Oral endotracheal intubation is a procedure that utilizes an instrument called a laryngoscope to visualize the opening of the trachea directly in order to pass a plastic breathing tube through the mouth and into the trachea. Rapid sequence intubation (RSI) is a procedure whereby medications are administered to sedate and paralyze a patient to allow a medical professional to perform oral endotracheal intubation more easily. These medications remove the patient’s reflex to gag when an object is placed at the back of the mouth as well as paralyze the muscles in the body. This allows the mouth and neck to move more easily, improving visualization during the procedure.
Preoxygenation of a patient is used to provide additional oxygen in a patient’s lungs prior to and in-between intubation attempts. Preoxygenating allows the patient to maintain oxygen saturation (SaO2) greater than or equal to 90% for a longer period of time during an intubation attempt. Preoxygenation often involves ventilating the patient with a BVM in order to restore their SaO2 to near-100%. This process typically takes 1–2 minutes to accomplish. If an intubation attempt is unsuccessful, the patient is typically ventilated prior to a subsequent attempt. Absent a countervailing reason, an intubation attempt should be completed before a patient’s SaO2 drops below 90%.

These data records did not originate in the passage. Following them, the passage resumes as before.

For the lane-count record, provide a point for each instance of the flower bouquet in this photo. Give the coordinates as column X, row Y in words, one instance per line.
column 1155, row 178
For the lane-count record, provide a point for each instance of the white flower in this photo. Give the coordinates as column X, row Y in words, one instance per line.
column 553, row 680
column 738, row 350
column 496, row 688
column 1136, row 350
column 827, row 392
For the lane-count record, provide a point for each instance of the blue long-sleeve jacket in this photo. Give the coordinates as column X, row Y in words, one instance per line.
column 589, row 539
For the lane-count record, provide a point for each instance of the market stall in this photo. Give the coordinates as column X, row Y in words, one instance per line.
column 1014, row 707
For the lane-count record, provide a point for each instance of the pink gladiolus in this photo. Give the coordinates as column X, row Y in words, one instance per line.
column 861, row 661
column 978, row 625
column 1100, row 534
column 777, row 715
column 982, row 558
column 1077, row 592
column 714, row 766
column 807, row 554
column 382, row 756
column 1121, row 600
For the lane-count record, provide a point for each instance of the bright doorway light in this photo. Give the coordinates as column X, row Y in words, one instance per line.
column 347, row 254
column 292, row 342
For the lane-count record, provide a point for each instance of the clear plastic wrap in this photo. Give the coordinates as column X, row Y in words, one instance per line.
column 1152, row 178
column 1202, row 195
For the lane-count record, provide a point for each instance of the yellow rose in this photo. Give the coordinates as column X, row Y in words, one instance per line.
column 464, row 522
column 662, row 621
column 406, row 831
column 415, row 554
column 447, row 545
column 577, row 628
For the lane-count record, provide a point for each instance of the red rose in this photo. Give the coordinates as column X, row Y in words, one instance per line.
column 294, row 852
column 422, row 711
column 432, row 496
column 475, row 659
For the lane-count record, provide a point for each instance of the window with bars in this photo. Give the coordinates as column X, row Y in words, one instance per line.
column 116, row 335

The required standard of care is to attempt intubation no more than three times before utilizing another airway device, for example, a COMBITUBE. Prehospital airway management has been extensively studied. With each subsequent attempt at oral endotracheal intubation, it is less likely that the specific attempt will be successful. The use of a different device/technique is recommended after either the second attempt or the third attempt, depending on the study.
Endotracheal intubation medical expert witness specialties include otolaryngology, emergency medicine, head and neck surgery, pediatric otolaryngology, critical care medicine, and pediatric critical care medicine.